Enfin, en cas de licenciement par l'organisme d'accueil, le fonctionnaire est réintégré de plein droit dans son corps ou cadre d'emploi d'origine.

Un amendement du Gouvernement adopté en commission à l'Assemblée nationale a étendu le champ d'application du détachement d'office aux fonctionnaires exerçant leurs missions auprès d'une personne morale de droit privé, dans le cadre de dispositions législatives qui leur sont propres, en dehors de dispositions prévues par le statut général. Cet amendement vise plus particulièrement le cas des agents exerçant déjà dans les structures de droit privé auxquelles l'État envisage de confier de nouvelles missions. Ces structures étant alors susceptibles d'accueillir de nouveaux fonctionnaires bénéficiant des garanties du détachement d'office, il paraît pertinent de faire bénéficier de ces garanties les fonctionnaires exerçant déjà leurs missions auprès de la personne morale de droit privé.

Lors de l'examen de l'article 28 du projet de loi en séance publique à l'Assemblée nationale, de longs débats ont été consacrés aux conseillers techniques sportifs (CTS). Les CTS sont des agents de l'État, qui peuvent être fonctionnaires, exerçant leurs missions auprès des fédérations sportives, en tant que directeur technique national, entraîneur national, conseiller technique national ou conseiller technique régional. Leurs missions consistent à contribuer au développement des activités physiques et sportives mais aussi à concourir à la définition de la politique sportive fédérale, de veiller à sa mise en oeuvre et de contribuer à son évaluation.

Dans une lettre de cadrage datée du 26 juillet 2018, le Premier ministre a demandé au ministre des sports d'appliquer un schéma d'emploi de 1 600 ETP545(*), dans le cadre du programme Action publique 2022. La lettre précisait que cette réduction d'effectifs pouvait notamment s'appuyer sur la transformation du mode de gestion des CTS. Plusieurs pistes ont été évoquées depuis le mois de septembre 2018 pour la transformation de ce mode de gestion, sur le principe du transfert, à terme, de la gestion des CTS aux fédérations sportives. A notamment été évoquée la possibilité de détacher les CTS auprès des fédérations sur la base du volontariat, ce détachement devenant obligatoire à terme. Ce projet de transfert a fait l'objet de vives inquiétudes de réactions hostiles du monde du sport, relayées par de nombreux parlementaires.

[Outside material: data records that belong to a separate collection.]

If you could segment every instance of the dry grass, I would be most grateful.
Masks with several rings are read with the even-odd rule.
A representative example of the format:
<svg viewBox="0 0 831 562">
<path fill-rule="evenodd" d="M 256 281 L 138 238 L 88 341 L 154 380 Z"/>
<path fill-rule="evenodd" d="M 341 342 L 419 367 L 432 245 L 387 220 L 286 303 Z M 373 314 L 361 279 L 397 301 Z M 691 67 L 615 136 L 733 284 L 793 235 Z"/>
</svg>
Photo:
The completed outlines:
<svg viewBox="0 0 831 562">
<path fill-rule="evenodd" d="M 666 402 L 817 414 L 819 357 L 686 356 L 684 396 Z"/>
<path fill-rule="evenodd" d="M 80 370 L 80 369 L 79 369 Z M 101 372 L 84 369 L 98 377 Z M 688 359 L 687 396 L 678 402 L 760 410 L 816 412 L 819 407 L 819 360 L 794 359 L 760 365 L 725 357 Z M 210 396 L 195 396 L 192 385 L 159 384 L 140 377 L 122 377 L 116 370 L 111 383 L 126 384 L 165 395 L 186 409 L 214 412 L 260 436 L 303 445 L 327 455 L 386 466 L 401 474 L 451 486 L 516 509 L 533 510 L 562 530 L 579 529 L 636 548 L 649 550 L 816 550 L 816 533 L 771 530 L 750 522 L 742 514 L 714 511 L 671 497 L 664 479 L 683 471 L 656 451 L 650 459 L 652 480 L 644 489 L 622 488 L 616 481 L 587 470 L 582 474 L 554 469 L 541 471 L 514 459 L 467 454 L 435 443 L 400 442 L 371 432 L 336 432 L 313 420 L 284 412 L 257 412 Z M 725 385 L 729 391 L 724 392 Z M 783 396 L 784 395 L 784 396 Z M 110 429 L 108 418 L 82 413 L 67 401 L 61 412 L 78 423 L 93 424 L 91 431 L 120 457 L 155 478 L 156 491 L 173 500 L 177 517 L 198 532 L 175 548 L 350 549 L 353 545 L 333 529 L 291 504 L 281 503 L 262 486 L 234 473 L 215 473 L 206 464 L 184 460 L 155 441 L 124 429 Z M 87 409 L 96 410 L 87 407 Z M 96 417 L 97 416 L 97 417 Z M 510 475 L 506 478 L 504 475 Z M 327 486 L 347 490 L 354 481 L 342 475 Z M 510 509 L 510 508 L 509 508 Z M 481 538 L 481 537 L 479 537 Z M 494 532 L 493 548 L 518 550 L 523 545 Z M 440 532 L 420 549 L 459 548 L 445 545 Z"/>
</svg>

L'adoption de l'amendement du Gouvernement étendant le champ d'application du détachement d'office aux fonctionnaires exerçant leurs missions auprès d'une personne morale de droit privé, dans le cadre de dispositions législatives qui leur sont propres, a fait craindre l'application de ce détachement aux CTS. En séance publique, le secrétaire d'État auprès du ministre de l'action et des comptes publics Olivier Dussopt a rappelé les engagements pris au nom du Gouvernement devant les députés par sa collègue ministre des sports Roxana Maracineanu, lors des questions au Gouvernement le 21 mai dernier. Ces engagements portaient sur l'organisation d'une concertation longue sur la question des moyens humains dans le cadre de la rénovation du modèle sportif, ainsi que sur le fait qu'aucun cadre technique ne serait détaché d'office. Le ministre s'est plus précisément porté garant de l'engagement du Gouvernement de ne pas appliquer aux CTS la disposition introduite par l'amendement de ce dernier.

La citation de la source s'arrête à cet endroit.